If the mission was to get Milosevic to stop his genocidal "ethnic cleansing" efforts against the Kosovars, then the mission certainly isn't accomplished --- and at this point it looks like it literally cannot be accomplished.

But – what about the mission of Slobodan Milosevic? Experts are saying that within a very few days – perhaps four or five – Milosevic will have succeeded in forcing the bulk of the ethnic Albanians in out of Kosovo. His ethnic cleansing is almost complete. So, for Milosevic, it's may well be "mission accomplshed." One talking head on the news last night --- sorry, didn't get his name --- said that the US/NATO operation against Milosevic will prove to be "One of the most significant strategic blunders of the post cold war era."

MILSOVECK'S PRISONERS OF WAR

Now Slobby has three American soldiers and he's holding them as prisoners of war. Do you see that word ... "war?" Would someone please tell the media, these men are not "prisoners of crisis." They are not "prisoners of action." They are prisoners of WAR. Get a clue, folks. We're at WAR with Slobby Milosevic and his army.
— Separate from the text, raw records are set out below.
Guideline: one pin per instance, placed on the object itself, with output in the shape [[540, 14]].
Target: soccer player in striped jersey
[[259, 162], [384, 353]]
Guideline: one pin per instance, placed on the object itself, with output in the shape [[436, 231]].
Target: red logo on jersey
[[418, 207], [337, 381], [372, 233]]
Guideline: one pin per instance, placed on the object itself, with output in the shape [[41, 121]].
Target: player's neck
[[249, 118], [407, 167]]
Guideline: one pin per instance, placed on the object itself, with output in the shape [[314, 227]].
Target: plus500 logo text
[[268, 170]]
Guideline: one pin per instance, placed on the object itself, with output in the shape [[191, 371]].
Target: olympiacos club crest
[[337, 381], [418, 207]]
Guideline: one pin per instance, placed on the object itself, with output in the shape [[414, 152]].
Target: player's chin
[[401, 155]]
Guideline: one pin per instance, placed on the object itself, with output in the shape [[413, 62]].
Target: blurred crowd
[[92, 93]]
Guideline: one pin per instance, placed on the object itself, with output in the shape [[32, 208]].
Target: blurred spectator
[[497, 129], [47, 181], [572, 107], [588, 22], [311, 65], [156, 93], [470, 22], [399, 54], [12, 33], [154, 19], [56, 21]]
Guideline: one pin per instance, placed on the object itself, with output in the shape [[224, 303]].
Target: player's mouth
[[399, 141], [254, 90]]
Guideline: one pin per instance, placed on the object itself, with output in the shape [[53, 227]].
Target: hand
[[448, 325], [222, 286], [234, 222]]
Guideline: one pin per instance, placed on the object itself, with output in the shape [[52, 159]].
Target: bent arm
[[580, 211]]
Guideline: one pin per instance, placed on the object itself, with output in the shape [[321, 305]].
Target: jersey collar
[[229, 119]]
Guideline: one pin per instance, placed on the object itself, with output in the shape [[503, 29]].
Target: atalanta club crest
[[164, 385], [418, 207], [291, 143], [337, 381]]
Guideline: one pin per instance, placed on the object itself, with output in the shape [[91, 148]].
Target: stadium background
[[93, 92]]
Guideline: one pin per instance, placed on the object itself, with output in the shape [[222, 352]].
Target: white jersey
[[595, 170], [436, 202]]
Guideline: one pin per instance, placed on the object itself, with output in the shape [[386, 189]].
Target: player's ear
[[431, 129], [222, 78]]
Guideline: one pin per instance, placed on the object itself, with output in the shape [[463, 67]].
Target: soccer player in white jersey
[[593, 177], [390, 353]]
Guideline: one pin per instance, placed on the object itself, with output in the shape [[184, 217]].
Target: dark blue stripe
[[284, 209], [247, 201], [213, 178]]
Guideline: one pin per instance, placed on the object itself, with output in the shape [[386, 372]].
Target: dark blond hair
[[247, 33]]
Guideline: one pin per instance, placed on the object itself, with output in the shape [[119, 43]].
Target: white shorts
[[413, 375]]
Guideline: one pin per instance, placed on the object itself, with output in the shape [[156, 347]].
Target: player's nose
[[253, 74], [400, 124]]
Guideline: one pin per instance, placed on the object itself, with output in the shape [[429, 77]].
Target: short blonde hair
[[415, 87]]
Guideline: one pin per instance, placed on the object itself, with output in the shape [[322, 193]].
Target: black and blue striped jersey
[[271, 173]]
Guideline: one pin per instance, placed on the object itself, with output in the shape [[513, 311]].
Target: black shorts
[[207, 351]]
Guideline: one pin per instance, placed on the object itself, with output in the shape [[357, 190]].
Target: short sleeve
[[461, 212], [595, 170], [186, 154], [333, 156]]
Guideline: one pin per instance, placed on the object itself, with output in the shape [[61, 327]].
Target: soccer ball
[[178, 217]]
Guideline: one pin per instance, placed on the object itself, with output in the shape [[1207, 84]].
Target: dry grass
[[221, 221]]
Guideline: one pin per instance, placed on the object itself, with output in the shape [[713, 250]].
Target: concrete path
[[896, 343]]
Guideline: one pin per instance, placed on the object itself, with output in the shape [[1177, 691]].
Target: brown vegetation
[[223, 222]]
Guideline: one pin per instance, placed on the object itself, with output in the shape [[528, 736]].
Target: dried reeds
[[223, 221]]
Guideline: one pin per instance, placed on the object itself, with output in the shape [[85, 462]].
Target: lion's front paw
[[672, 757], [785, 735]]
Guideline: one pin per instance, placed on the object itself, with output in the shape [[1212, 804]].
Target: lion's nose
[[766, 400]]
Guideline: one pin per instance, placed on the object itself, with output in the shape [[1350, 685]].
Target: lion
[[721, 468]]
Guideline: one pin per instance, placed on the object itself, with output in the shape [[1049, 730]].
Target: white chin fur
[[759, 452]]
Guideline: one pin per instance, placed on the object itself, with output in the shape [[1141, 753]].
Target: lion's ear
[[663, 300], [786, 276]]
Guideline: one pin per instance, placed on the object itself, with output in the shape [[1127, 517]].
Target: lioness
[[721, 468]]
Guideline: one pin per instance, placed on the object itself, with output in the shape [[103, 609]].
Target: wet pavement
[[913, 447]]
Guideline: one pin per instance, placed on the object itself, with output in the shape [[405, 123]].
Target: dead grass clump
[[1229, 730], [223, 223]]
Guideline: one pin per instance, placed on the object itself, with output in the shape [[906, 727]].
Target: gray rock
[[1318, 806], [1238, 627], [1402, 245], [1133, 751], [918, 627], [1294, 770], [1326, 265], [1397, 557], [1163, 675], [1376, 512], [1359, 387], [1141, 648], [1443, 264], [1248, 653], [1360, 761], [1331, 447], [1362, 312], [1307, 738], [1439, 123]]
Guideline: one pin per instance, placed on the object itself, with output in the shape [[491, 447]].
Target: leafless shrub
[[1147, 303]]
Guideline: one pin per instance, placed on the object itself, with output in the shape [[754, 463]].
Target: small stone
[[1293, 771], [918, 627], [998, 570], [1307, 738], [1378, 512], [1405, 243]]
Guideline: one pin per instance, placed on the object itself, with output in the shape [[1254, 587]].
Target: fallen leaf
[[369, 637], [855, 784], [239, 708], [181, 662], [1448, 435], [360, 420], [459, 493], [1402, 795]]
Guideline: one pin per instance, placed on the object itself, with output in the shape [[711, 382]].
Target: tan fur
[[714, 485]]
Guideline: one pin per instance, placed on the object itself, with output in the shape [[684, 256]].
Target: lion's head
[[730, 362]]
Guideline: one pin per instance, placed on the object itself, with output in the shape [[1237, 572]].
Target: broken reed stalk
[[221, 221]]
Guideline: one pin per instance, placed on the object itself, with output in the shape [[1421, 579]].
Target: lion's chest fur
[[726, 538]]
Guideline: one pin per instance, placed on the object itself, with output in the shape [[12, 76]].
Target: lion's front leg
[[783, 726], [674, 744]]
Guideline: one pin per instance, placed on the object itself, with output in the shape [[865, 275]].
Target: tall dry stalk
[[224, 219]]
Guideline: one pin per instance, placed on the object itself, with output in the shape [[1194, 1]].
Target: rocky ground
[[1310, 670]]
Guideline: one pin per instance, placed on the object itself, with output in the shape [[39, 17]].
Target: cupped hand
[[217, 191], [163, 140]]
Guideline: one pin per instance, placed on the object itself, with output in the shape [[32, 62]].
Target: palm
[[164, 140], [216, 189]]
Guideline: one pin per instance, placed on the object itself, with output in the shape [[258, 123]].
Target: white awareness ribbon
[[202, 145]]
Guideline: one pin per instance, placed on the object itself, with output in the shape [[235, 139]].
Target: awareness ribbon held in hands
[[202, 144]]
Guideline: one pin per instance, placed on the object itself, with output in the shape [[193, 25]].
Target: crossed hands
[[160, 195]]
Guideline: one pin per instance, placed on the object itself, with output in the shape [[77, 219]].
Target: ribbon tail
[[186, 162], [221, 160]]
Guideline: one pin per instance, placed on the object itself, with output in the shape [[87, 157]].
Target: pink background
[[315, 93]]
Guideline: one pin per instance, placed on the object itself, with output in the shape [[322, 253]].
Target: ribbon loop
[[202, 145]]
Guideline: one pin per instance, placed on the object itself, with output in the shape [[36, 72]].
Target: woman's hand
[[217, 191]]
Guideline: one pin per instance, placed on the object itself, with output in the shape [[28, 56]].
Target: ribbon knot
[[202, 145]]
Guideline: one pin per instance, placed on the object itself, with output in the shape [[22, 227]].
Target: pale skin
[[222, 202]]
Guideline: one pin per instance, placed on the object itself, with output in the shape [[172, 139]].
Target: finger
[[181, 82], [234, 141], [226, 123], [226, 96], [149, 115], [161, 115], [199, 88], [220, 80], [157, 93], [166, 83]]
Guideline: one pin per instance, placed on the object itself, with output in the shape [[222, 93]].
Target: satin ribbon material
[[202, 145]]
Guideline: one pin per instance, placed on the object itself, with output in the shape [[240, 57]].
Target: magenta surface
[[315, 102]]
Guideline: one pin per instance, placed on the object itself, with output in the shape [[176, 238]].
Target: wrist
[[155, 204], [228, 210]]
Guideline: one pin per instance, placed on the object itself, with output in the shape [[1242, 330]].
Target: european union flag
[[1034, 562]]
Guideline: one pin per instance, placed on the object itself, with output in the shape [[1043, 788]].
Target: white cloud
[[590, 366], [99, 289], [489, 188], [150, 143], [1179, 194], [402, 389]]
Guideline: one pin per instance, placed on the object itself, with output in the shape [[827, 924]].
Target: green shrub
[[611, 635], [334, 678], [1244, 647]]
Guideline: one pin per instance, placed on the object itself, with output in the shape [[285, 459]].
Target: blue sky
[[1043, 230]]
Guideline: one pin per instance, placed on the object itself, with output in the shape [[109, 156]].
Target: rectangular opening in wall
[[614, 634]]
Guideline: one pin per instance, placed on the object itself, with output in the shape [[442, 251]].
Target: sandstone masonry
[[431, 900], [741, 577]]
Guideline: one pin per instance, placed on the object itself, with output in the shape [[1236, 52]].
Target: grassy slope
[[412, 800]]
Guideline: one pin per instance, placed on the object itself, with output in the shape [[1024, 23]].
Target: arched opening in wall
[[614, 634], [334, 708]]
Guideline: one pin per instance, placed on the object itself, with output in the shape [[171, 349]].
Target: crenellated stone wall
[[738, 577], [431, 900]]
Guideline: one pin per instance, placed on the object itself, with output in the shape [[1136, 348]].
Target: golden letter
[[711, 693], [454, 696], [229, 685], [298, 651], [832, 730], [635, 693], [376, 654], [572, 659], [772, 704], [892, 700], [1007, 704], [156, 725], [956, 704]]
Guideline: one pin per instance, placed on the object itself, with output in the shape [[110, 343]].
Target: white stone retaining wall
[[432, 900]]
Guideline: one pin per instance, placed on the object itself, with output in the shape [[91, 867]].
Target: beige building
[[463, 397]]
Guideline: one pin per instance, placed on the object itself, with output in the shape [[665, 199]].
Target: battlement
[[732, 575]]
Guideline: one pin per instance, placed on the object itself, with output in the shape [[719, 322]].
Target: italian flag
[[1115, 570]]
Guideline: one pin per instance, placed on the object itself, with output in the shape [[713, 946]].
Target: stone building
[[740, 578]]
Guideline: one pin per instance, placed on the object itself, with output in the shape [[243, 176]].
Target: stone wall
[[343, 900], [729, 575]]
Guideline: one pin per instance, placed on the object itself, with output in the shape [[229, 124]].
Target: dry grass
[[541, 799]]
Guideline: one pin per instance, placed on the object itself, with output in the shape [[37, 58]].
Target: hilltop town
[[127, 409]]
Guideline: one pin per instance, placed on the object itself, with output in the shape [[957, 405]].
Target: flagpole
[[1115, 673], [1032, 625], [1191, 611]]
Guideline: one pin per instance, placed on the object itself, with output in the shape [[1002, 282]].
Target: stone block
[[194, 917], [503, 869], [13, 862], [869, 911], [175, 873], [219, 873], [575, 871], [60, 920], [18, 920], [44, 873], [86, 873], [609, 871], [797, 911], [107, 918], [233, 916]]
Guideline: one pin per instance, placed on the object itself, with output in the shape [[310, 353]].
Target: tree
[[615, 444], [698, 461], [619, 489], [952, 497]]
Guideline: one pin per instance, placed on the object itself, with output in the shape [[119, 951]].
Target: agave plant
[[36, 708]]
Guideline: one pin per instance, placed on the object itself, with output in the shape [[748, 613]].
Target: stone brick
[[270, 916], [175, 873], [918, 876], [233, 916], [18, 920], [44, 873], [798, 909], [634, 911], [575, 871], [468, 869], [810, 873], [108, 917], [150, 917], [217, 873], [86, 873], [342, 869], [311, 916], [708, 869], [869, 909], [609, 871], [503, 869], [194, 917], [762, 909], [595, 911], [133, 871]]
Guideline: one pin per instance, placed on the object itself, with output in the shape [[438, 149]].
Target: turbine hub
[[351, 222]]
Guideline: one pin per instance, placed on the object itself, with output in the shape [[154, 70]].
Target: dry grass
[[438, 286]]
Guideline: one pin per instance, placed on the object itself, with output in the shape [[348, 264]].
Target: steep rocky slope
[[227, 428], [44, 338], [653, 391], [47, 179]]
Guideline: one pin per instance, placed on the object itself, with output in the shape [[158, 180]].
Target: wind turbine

Word will probably be sent to the NATO forces that these three American soldiers have been housed slap in the center of a strategic target --- thus removing that site from NATO target lists.

BADGE OF SHAME

Bill Clinton tells Dan Rather that he doesn't regard the impeachment vote as a "badge of shame." First of all, we have to figure out which vote he is talking about. The House vote to impeach him or the Senate vote to acquit him?

If Clinton isn't ashamed about the House impeachment vote, what would it take? To me, it's just another indication that the man is ill – a sociopath. He is only the second president in the history of this country to be impeached .... and he has no sense of shame over it.

I wonder if he is ashamed of the succession of women he has used for his sexual pleasure, then cast aside. I wonder if he has a sense of shame over the distressed he has caused his daughter. Is he ashamed of the fact that he is known the world over as a consistent liar? Does he have any sense of shame over those career White House Travel Office employees who were dumped by the side of the road with their belongings after his wife had them fired? Does he feel shame over the 12 American soldiers butchered in Somalia due to his bungling as Commander in Chief?

No -- the answer to all of them is no. Megalomaniacs know no shame. Bill Clinton is without conscience.